Thurgood Marshall
Biography
Thurgood Marshall was born July 2, 1908, his great grandfather was enslaved and both of his parents worked low-paying jobs, catering to others and teaching kindergarten. His father would visit the local courthouse after work and listen to cases later to repeat the lawyer's arguments to his sons. Thurgood was a student at Baltimore’s Colored High and Training school (later to be known as Frederick Douglas High School) being above average. After high school, he attended Lincoln University later applying to the University of Maryland Law school only to be rejected despite his over qualifications due to race. He would attend Howard University Law in Washington D.C and another well-known Black School. In 1934 Marshall started working at the Baltimore branch of the National Association for the Advancement of Colored People (NAACP).
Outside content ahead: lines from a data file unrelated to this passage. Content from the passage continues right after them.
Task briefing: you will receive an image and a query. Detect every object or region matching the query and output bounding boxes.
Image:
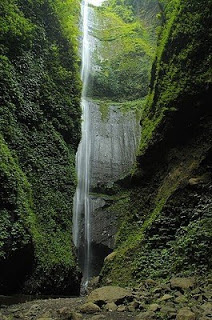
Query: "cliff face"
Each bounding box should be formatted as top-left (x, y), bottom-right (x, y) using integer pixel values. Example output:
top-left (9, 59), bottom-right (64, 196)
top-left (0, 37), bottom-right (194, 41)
top-left (0, 0), bottom-right (81, 294)
top-left (100, 0), bottom-right (212, 285)
top-left (73, 0), bottom-right (160, 279)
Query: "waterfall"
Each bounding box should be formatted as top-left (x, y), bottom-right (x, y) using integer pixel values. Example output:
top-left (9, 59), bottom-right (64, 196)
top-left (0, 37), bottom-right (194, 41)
top-left (73, 0), bottom-right (140, 290)
top-left (73, 0), bottom-right (103, 289)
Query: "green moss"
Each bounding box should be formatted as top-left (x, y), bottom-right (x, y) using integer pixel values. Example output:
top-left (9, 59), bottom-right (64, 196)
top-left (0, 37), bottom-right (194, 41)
top-left (0, 0), bottom-right (81, 293)
top-left (138, 0), bottom-right (212, 155)
top-left (99, 102), bottom-right (110, 121)
top-left (0, 134), bottom-right (35, 258)
top-left (87, 0), bottom-right (159, 101)
top-left (101, 130), bottom-right (211, 285)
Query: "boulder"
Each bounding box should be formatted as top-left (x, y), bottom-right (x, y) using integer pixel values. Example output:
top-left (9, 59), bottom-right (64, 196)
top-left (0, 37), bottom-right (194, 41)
top-left (105, 302), bottom-right (117, 311)
top-left (80, 302), bottom-right (101, 314)
top-left (117, 305), bottom-right (127, 312)
top-left (159, 294), bottom-right (174, 302)
top-left (88, 286), bottom-right (132, 305)
top-left (149, 304), bottom-right (160, 312)
top-left (170, 278), bottom-right (196, 290)
top-left (175, 295), bottom-right (188, 304)
top-left (176, 307), bottom-right (196, 320)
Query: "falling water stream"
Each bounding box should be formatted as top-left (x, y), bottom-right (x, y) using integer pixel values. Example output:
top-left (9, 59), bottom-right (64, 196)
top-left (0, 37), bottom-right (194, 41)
top-left (73, 0), bottom-right (140, 291)
top-left (73, 0), bottom-right (102, 289)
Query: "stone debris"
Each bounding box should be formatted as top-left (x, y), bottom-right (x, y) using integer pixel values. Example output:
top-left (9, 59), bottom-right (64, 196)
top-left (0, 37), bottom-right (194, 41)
top-left (0, 277), bottom-right (211, 320)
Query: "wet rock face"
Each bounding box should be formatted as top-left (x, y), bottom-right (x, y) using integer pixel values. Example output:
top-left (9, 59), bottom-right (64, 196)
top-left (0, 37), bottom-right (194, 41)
top-left (90, 196), bottom-right (118, 250)
top-left (89, 102), bottom-right (140, 187)
top-left (81, 100), bottom-right (141, 276)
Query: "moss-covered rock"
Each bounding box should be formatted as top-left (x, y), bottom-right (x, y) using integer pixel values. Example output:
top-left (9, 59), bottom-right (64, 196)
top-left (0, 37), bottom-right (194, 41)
top-left (87, 0), bottom-right (160, 101)
top-left (0, 0), bottom-right (81, 294)
top-left (100, 0), bottom-right (212, 287)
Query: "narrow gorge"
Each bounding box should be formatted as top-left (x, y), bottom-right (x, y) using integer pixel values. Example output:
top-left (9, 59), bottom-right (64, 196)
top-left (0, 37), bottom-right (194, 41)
top-left (73, 0), bottom-right (142, 287)
top-left (0, 0), bottom-right (212, 319)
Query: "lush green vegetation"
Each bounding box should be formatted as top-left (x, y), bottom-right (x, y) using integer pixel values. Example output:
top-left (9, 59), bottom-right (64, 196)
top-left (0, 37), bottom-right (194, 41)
top-left (0, 0), bottom-right (81, 293)
top-left (139, 0), bottom-right (212, 154)
top-left (87, 0), bottom-right (160, 101)
top-left (100, 0), bottom-right (212, 286)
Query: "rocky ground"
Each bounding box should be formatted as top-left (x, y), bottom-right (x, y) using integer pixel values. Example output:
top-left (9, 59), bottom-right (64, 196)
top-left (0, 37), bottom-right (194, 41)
top-left (0, 277), bottom-right (211, 320)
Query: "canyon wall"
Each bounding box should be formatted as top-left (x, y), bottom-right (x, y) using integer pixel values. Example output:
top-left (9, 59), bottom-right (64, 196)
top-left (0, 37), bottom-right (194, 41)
top-left (0, 0), bottom-right (81, 294)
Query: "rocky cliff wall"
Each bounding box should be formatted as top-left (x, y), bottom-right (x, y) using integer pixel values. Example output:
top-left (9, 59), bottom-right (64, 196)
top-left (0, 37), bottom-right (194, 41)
top-left (100, 0), bottom-right (212, 286)
top-left (74, 0), bottom-right (158, 278)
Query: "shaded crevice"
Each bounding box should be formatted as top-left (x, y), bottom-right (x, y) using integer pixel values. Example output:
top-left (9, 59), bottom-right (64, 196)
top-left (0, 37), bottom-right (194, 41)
top-left (0, 243), bottom-right (34, 295)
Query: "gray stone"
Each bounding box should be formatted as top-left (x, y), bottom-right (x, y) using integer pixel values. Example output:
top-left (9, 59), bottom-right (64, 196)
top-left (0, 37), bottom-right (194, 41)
top-left (117, 305), bottom-right (127, 312)
top-left (105, 302), bottom-right (117, 311)
top-left (170, 278), bottom-right (196, 290)
top-left (88, 286), bottom-right (132, 304)
top-left (176, 307), bottom-right (196, 320)
top-left (159, 294), bottom-right (174, 301)
top-left (176, 295), bottom-right (188, 304)
top-left (148, 304), bottom-right (160, 312)
top-left (80, 302), bottom-right (101, 314)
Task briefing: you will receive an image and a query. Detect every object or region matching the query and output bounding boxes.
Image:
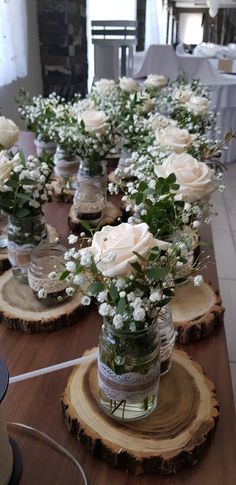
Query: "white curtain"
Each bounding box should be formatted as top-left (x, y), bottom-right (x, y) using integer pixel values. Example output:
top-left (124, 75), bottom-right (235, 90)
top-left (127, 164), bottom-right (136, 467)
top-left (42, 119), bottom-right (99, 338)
top-left (145, 0), bottom-right (167, 50)
top-left (0, 0), bottom-right (28, 87)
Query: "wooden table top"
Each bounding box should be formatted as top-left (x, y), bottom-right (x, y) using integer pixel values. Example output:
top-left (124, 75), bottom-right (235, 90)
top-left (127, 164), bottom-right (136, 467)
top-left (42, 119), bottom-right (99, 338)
top-left (0, 133), bottom-right (236, 484)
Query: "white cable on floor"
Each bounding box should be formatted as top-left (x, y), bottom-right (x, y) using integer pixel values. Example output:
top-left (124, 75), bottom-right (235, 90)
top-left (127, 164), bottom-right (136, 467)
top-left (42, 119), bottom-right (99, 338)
top-left (7, 421), bottom-right (88, 485)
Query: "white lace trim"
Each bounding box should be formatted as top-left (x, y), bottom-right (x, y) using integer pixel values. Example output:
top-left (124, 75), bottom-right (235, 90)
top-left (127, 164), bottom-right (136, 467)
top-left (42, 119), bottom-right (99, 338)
top-left (98, 359), bottom-right (160, 403)
top-left (28, 272), bottom-right (67, 294)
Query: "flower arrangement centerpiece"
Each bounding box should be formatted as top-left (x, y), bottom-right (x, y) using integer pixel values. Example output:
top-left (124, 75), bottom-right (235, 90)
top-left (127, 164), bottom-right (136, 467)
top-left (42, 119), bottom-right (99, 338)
top-left (60, 222), bottom-right (178, 420)
top-left (72, 109), bottom-right (116, 225)
top-left (16, 90), bottom-right (63, 155)
top-left (114, 77), bottom-right (155, 175)
top-left (162, 79), bottom-right (215, 136)
top-left (0, 115), bottom-right (20, 248)
top-left (0, 150), bottom-right (53, 280)
top-left (90, 79), bottom-right (122, 156)
top-left (45, 95), bottom-right (89, 189)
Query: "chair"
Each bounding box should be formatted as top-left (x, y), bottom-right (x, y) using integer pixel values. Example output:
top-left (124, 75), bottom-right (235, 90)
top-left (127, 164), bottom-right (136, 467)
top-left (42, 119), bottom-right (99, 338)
top-left (91, 20), bottom-right (137, 80)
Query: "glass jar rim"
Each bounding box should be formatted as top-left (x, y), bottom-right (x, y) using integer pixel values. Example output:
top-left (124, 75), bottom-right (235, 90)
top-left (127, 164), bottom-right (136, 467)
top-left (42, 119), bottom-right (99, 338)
top-left (30, 242), bottom-right (67, 272)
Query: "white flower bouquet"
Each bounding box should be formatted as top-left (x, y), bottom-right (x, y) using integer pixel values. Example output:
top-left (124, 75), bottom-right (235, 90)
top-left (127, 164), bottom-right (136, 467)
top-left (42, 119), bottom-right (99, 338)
top-left (17, 90), bottom-right (64, 142)
top-left (59, 222), bottom-right (177, 327)
top-left (58, 222), bottom-right (179, 420)
top-left (0, 150), bottom-right (53, 217)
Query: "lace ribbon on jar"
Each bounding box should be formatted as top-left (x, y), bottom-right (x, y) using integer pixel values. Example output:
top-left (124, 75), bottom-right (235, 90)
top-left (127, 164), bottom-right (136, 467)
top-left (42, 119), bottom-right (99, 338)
top-left (98, 359), bottom-right (160, 403)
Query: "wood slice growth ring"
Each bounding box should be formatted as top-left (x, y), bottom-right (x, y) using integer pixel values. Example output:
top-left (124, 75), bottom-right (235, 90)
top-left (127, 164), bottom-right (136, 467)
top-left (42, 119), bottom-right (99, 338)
top-left (61, 348), bottom-right (219, 475)
top-left (171, 278), bottom-right (224, 344)
top-left (0, 225), bottom-right (59, 275)
top-left (68, 202), bottom-right (122, 233)
top-left (0, 270), bottom-right (84, 333)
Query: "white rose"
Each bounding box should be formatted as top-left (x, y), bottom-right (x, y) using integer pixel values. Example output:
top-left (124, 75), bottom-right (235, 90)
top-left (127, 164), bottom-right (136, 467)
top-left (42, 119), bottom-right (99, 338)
top-left (0, 151), bottom-right (19, 188)
top-left (173, 88), bottom-right (194, 104)
top-left (154, 153), bottom-right (216, 202)
top-left (94, 78), bottom-right (116, 94)
top-left (150, 113), bottom-right (177, 132)
top-left (155, 127), bottom-right (193, 154)
top-left (80, 110), bottom-right (108, 135)
top-left (186, 95), bottom-right (209, 115)
top-left (90, 222), bottom-right (156, 277)
top-left (0, 116), bottom-right (19, 149)
top-left (144, 74), bottom-right (167, 89)
top-left (119, 77), bottom-right (138, 94)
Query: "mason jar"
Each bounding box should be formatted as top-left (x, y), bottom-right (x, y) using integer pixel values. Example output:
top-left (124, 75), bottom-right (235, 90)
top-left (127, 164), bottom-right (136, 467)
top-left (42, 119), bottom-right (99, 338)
top-left (54, 146), bottom-right (80, 189)
top-left (158, 306), bottom-right (176, 376)
top-left (73, 159), bottom-right (107, 226)
top-left (98, 320), bottom-right (161, 421)
top-left (28, 242), bottom-right (69, 306)
top-left (7, 214), bottom-right (47, 282)
top-left (34, 137), bottom-right (57, 157)
top-left (0, 211), bottom-right (8, 249)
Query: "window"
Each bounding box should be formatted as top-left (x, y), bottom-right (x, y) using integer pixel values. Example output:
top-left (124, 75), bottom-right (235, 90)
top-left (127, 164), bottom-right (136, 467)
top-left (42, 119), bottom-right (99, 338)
top-left (178, 13), bottom-right (203, 45)
top-left (0, 0), bottom-right (27, 88)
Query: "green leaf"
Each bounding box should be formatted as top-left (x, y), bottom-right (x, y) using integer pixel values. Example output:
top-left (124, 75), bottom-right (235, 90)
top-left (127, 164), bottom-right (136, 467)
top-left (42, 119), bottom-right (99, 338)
top-left (135, 192), bottom-right (143, 205)
top-left (21, 178), bottom-right (37, 185)
top-left (90, 258), bottom-right (98, 275)
top-left (147, 267), bottom-right (167, 281)
top-left (138, 181), bottom-right (148, 192)
top-left (88, 281), bottom-right (105, 295)
top-left (171, 183), bottom-right (180, 191)
top-left (167, 173), bottom-right (176, 184)
top-left (79, 220), bottom-right (92, 233)
top-left (60, 270), bottom-right (70, 281)
top-left (109, 282), bottom-right (119, 301)
top-left (16, 193), bottom-right (31, 200)
top-left (76, 265), bottom-right (83, 274)
top-left (117, 297), bottom-right (127, 315)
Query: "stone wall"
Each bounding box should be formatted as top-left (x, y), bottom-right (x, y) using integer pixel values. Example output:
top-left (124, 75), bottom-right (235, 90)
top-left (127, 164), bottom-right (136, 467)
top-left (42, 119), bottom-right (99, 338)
top-left (37, 0), bottom-right (87, 98)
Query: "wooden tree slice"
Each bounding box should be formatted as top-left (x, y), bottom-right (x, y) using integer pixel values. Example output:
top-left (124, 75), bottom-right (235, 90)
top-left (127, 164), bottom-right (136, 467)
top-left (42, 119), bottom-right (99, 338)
top-left (61, 348), bottom-right (219, 475)
top-left (51, 179), bottom-right (75, 203)
top-left (0, 248), bottom-right (11, 273)
top-left (171, 278), bottom-right (224, 344)
top-left (68, 201), bottom-right (122, 233)
top-left (0, 225), bottom-right (59, 275)
top-left (0, 270), bottom-right (84, 333)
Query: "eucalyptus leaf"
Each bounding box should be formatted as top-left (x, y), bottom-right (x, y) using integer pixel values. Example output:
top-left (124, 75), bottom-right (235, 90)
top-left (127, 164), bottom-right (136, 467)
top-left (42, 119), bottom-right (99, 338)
top-left (147, 267), bottom-right (167, 281)
top-left (88, 281), bottom-right (105, 295)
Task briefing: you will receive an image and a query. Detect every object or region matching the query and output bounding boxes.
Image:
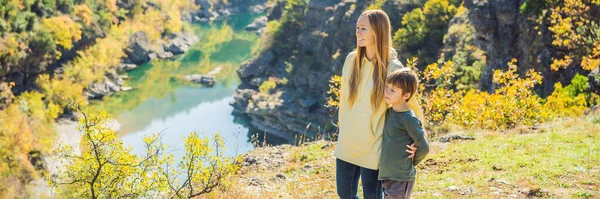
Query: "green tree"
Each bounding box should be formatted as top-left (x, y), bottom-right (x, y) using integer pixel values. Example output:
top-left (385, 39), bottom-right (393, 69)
top-left (32, 0), bottom-right (56, 17)
top-left (280, 0), bottom-right (307, 24)
top-left (563, 74), bottom-right (599, 106)
top-left (270, 0), bottom-right (307, 51)
top-left (439, 7), bottom-right (486, 90)
top-left (0, 18), bottom-right (9, 33)
top-left (10, 11), bottom-right (36, 33)
top-left (0, 34), bottom-right (27, 72)
top-left (393, 0), bottom-right (457, 67)
top-left (56, 0), bottom-right (74, 13)
top-left (29, 29), bottom-right (56, 58)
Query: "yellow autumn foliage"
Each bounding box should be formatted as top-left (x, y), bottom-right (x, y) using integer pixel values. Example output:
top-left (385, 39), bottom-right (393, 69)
top-left (49, 105), bottom-right (241, 198)
top-left (74, 4), bottom-right (93, 26)
top-left (423, 58), bottom-right (588, 130)
top-left (0, 91), bottom-right (56, 195)
top-left (548, 0), bottom-right (600, 71)
top-left (327, 58), bottom-right (592, 131)
top-left (41, 16), bottom-right (82, 51)
top-left (0, 0), bottom-right (199, 196)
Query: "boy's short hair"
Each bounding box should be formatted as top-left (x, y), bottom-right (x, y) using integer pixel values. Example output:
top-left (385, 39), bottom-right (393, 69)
top-left (387, 68), bottom-right (419, 102)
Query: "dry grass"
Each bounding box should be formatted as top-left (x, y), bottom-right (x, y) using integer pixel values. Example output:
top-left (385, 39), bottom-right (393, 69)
top-left (206, 114), bottom-right (600, 198)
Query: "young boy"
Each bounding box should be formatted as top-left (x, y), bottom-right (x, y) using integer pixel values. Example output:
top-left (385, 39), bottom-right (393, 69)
top-left (379, 68), bottom-right (430, 199)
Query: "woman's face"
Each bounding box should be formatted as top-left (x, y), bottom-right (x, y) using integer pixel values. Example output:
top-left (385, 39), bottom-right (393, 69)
top-left (356, 16), bottom-right (375, 48)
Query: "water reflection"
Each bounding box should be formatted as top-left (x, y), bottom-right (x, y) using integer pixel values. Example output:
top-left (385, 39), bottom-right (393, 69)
top-left (94, 14), bottom-right (297, 157)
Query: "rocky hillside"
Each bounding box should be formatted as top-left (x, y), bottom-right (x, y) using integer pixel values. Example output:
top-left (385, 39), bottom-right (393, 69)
top-left (0, 0), bottom-right (270, 197)
top-left (232, 0), bottom-right (423, 136)
top-left (232, 0), bottom-right (600, 137)
top-left (465, 0), bottom-right (599, 96)
top-left (466, 0), bottom-right (553, 94)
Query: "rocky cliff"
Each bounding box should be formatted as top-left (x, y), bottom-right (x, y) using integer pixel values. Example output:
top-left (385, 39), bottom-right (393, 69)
top-left (85, 31), bottom-right (200, 99)
top-left (232, 0), bottom-right (598, 138)
top-left (232, 0), bottom-right (362, 136)
top-left (464, 0), bottom-right (583, 96)
top-left (230, 0), bottom-right (424, 136)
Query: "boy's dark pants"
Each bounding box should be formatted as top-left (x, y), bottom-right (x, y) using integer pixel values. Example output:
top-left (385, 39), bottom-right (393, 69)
top-left (381, 180), bottom-right (414, 199)
top-left (336, 158), bottom-right (382, 199)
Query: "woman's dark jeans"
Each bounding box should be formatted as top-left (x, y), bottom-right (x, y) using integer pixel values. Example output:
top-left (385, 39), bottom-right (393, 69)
top-left (336, 158), bottom-right (382, 199)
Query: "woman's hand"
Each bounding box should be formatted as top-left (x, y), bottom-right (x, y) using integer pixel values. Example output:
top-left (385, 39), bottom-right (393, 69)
top-left (406, 143), bottom-right (417, 159)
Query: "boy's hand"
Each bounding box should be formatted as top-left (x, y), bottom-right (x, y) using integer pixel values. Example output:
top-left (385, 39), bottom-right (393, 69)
top-left (406, 143), bottom-right (417, 159)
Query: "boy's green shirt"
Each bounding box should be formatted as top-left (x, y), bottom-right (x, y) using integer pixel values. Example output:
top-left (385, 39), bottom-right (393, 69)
top-left (378, 108), bottom-right (430, 182)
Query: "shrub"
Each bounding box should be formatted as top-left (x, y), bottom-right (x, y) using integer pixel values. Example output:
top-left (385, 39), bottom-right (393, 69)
top-left (259, 79), bottom-right (277, 94)
top-left (423, 58), bottom-right (589, 130)
top-left (326, 75), bottom-right (341, 109)
top-left (253, 20), bottom-right (281, 54)
top-left (327, 58), bottom-right (593, 131)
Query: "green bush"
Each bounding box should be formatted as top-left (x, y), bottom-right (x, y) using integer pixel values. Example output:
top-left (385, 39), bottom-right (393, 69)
top-left (11, 11), bottom-right (36, 33)
top-left (253, 20), bottom-right (281, 54)
top-left (33, 0), bottom-right (56, 17)
top-left (329, 58), bottom-right (591, 131)
top-left (281, 0), bottom-right (307, 24)
top-left (564, 74), bottom-right (588, 98)
top-left (56, 0), bottom-right (74, 13)
top-left (29, 29), bottom-right (56, 56)
top-left (393, 0), bottom-right (458, 68)
top-left (259, 79), bottom-right (277, 94)
top-left (563, 74), bottom-right (599, 106)
top-left (519, 0), bottom-right (550, 15)
top-left (0, 19), bottom-right (9, 33)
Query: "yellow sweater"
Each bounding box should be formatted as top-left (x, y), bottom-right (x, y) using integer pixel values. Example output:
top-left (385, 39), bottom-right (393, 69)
top-left (334, 49), bottom-right (425, 170)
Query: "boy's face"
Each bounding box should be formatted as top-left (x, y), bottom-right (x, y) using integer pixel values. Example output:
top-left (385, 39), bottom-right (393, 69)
top-left (384, 83), bottom-right (411, 104)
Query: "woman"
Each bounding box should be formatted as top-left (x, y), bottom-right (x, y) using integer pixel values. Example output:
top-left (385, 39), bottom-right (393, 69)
top-left (334, 10), bottom-right (425, 199)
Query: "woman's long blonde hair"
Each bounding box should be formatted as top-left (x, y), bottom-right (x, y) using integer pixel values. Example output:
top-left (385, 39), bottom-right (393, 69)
top-left (347, 10), bottom-right (392, 111)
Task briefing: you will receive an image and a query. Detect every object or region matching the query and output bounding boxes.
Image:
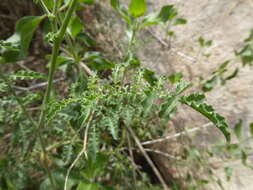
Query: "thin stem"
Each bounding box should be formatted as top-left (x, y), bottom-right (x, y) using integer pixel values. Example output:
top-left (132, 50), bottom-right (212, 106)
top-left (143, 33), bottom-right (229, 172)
top-left (126, 125), bottom-right (169, 190)
top-left (36, 0), bottom-right (78, 188)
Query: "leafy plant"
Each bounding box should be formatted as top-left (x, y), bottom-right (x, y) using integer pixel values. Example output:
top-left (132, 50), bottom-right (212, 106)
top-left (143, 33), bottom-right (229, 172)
top-left (0, 0), bottom-right (242, 190)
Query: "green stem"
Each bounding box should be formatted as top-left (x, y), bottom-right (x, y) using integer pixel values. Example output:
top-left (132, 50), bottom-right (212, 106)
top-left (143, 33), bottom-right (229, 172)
top-left (37, 0), bottom-right (79, 188)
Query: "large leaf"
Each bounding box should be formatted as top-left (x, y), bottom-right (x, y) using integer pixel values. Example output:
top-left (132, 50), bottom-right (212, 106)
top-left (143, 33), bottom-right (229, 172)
top-left (68, 15), bottom-right (83, 38)
top-left (77, 182), bottom-right (99, 190)
top-left (180, 93), bottom-right (231, 142)
top-left (128, 0), bottom-right (146, 18)
top-left (1, 16), bottom-right (44, 63)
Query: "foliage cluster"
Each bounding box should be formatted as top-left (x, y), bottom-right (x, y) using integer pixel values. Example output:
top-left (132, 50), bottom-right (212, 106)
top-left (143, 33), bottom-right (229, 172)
top-left (0, 0), bottom-right (252, 190)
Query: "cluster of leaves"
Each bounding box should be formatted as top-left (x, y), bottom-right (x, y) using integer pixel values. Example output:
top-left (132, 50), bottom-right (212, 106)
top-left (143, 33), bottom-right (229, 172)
top-left (0, 0), bottom-right (237, 190)
top-left (201, 28), bottom-right (253, 92)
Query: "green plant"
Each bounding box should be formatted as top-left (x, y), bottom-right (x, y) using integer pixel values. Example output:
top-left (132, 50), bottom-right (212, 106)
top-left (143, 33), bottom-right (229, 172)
top-left (0, 0), bottom-right (235, 190)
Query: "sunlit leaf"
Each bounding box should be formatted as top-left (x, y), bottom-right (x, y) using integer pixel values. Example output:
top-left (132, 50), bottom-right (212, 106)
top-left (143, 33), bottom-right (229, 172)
top-left (129, 0), bottom-right (146, 18)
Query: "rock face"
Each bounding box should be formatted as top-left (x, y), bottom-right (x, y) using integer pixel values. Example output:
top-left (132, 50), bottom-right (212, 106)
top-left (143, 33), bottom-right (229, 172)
top-left (90, 1), bottom-right (253, 189)
top-left (139, 0), bottom-right (253, 189)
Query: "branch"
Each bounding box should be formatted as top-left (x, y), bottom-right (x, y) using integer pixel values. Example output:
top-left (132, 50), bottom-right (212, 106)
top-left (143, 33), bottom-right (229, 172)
top-left (126, 125), bottom-right (169, 190)
top-left (141, 122), bottom-right (213, 146)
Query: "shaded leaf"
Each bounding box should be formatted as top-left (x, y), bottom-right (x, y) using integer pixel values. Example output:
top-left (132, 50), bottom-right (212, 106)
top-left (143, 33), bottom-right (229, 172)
top-left (234, 119), bottom-right (242, 140)
top-left (1, 16), bottom-right (44, 63)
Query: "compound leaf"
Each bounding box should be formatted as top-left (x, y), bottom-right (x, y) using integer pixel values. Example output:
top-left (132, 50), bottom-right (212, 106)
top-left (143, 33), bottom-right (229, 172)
top-left (180, 93), bottom-right (231, 142)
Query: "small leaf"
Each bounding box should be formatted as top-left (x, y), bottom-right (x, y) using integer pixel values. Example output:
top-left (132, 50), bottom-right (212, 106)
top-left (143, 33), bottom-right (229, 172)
top-left (143, 69), bottom-right (158, 86)
top-left (235, 44), bottom-right (253, 65)
top-left (234, 119), bottom-right (242, 140)
top-left (129, 0), bottom-right (146, 18)
top-left (168, 72), bottom-right (183, 84)
top-left (158, 5), bottom-right (177, 22)
top-left (224, 167), bottom-right (233, 181)
top-left (244, 29), bottom-right (253, 42)
top-left (10, 70), bottom-right (46, 80)
top-left (225, 68), bottom-right (239, 81)
top-left (77, 32), bottom-right (96, 47)
top-left (141, 91), bottom-right (156, 117)
top-left (180, 93), bottom-right (231, 142)
top-left (249, 123), bottom-right (253, 138)
top-left (174, 18), bottom-right (187, 25)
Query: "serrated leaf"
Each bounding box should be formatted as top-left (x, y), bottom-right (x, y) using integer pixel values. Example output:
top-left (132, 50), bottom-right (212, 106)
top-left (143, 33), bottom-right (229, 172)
top-left (141, 91), bottom-right (156, 117)
top-left (129, 0), bottom-right (146, 18)
top-left (1, 16), bottom-right (44, 63)
top-left (180, 93), bottom-right (231, 142)
top-left (107, 117), bottom-right (118, 140)
top-left (10, 70), bottom-right (46, 80)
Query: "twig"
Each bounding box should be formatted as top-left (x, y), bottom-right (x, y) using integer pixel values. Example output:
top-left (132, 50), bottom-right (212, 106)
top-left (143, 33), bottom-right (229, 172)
top-left (126, 132), bottom-right (137, 187)
top-left (126, 125), bottom-right (169, 190)
top-left (141, 122), bottom-right (213, 146)
top-left (64, 109), bottom-right (95, 190)
top-left (12, 77), bottom-right (65, 91)
top-left (80, 62), bottom-right (94, 76)
top-left (147, 29), bottom-right (197, 63)
top-left (144, 148), bottom-right (180, 161)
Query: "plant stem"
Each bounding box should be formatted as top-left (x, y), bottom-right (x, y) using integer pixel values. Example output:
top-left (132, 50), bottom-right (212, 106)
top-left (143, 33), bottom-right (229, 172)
top-left (36, 0), bottom-right (78, 188)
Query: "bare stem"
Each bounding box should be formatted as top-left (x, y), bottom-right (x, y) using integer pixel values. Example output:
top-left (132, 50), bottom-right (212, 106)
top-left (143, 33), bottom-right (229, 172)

He won an assortment of cases in which helped strike down many forms of legalized racism helping to inspire the American Civil Rights Movement. In 1961 Thurgood was appointed as a Judge on the United States Court of Appeals by President John F.Kennedy serving until 1965 when becoming the Solicitor General later to be nominated in 1966 by President Johnson for the Supreme Court and appointed in 1967 becoming the first African-American Supreme Court Justice. He served the court for 24 years winning 29 out of the 32 cases he argued, he retired in 1991 and died of heart failure on January 24, 1993, at the age of 84.